The use of big data and artificial intelligence (AI) to provide financial services heightens the risk of intrusion into privacy. For example, many countries do not have regulations on protection of personal data used for digital lending apps. Lending apps therefore set the rules on issues such as what data to access and when to dispose of it.
Automated decision making is another challenge. Financial decisions can be made from an analysis of a person's online activity, sometimes without the person’s knowledge. The balance between inclusive finance and protection of personal autonomy is therefore a policy consideration for financial inclusion.
In addition, as with other industries that rely on big data, there is a tendency towards creating huge technology corporations that become dominant service providers.
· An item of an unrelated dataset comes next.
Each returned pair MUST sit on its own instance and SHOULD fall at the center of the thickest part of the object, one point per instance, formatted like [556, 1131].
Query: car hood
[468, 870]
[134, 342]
In Kenya, for example, concerns are being raised about the crippling effect of outages on the popular mobile money service M-Pesa.
As more business models for inclusive finance emerge, countries are also coming up with regulations to meet the challenges that come with such models. Some of these include requiring inclusive finance actors to be locally based or to deposit commitment fees within the country, as well as requirements for licensing, taxation, and data protection.